Willow Springs Station was a changing station at Alamos or Willow Springs along the Second Division route of the Butterfield Overland Mail, in what is now Murrieta, in Riverside County, California.  It was also known as Alamos, Clines's or Kline's, or Willows, was one of the later Butterfield Overland Mail stations, placed in 1859, between some of the original stations for changing teams and providing water between stops in hot dry areas.  Willow Springs, also originally known as Alamos Springs, was located west of the hills that line the east side of the Temecula Valley, on land of the Rancho Temecula, near Santa Gertrudis Creek on the low flood plain of Murrieta Creek, between Santa Gertrudis and Warm Springs Creek.

History

Alamos Springs was originally a camping ground with good water on the Southern Emigrant Trail during the California Gold Rush.  In 1853, squatters David Cline (or Kline) and William Moody, started a ranch at these springs that was described by Benjamin Ignatius Hayes who visited it on January 14–15, 1861:

The station continued in use after the Overland Mail shut down, it remained in use during the American Civil War as a camp for Union Army troops.  Company D, 2nd Cavalry, California Volunteers was described at the Post at Kline's Ranch in the Spring of 1862 by Lt.
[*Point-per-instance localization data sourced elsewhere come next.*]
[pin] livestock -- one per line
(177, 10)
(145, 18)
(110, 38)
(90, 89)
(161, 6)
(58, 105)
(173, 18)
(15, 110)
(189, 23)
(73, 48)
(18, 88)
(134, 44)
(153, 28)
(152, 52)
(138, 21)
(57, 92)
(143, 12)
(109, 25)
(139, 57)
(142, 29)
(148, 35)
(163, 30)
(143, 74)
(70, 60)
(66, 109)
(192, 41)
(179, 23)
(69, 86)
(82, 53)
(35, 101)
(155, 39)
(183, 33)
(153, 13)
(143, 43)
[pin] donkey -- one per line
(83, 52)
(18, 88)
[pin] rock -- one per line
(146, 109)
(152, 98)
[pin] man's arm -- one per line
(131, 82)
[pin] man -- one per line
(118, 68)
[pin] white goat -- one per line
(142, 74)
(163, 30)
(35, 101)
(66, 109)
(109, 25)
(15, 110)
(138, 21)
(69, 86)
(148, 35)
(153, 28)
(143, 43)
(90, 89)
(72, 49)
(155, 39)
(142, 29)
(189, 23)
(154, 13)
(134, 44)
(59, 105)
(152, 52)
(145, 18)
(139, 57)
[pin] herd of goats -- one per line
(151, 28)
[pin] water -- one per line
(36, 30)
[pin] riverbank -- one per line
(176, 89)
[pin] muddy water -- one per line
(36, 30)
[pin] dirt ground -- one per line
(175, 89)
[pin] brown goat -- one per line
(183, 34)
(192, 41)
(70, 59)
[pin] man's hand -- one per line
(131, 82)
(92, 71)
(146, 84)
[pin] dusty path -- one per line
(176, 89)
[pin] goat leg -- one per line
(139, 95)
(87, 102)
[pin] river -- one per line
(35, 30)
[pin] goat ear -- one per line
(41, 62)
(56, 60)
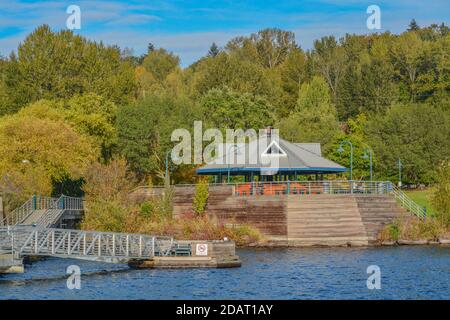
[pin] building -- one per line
(273, 160)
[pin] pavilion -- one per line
(279, 160)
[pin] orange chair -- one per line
(298, 188)
(244, 189)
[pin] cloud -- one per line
(189, 28)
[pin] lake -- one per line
(407, 272)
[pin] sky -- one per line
(187, 28)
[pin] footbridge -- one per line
(79, 244)
(44, 212)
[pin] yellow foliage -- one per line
(35, 151)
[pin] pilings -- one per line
(204, 254)
(10, 264)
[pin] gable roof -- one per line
(299, 157)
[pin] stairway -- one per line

Col. Richard C. Drum in his report of his tour of inspection of forces in Southern California.  With the grant of Rancho Temecula patented to Jean-Louis Vignes in 1860, Kline and Moody had failed to acquire title to the land and probably like many others lost their ranch during the Great Drought of 1863–64.

The site today 
Today the site is located within a business park near the present-day intersection of Cherry Avenue and Jefferson Avenue in Murrieta.  To the south, in Temecula, some open land of the Kline's Ranch still remains as a flood control basin, near Santa Gertrudis Creek with Alamos, (Populus sect. Aigeiros) still growing along the old creek bed.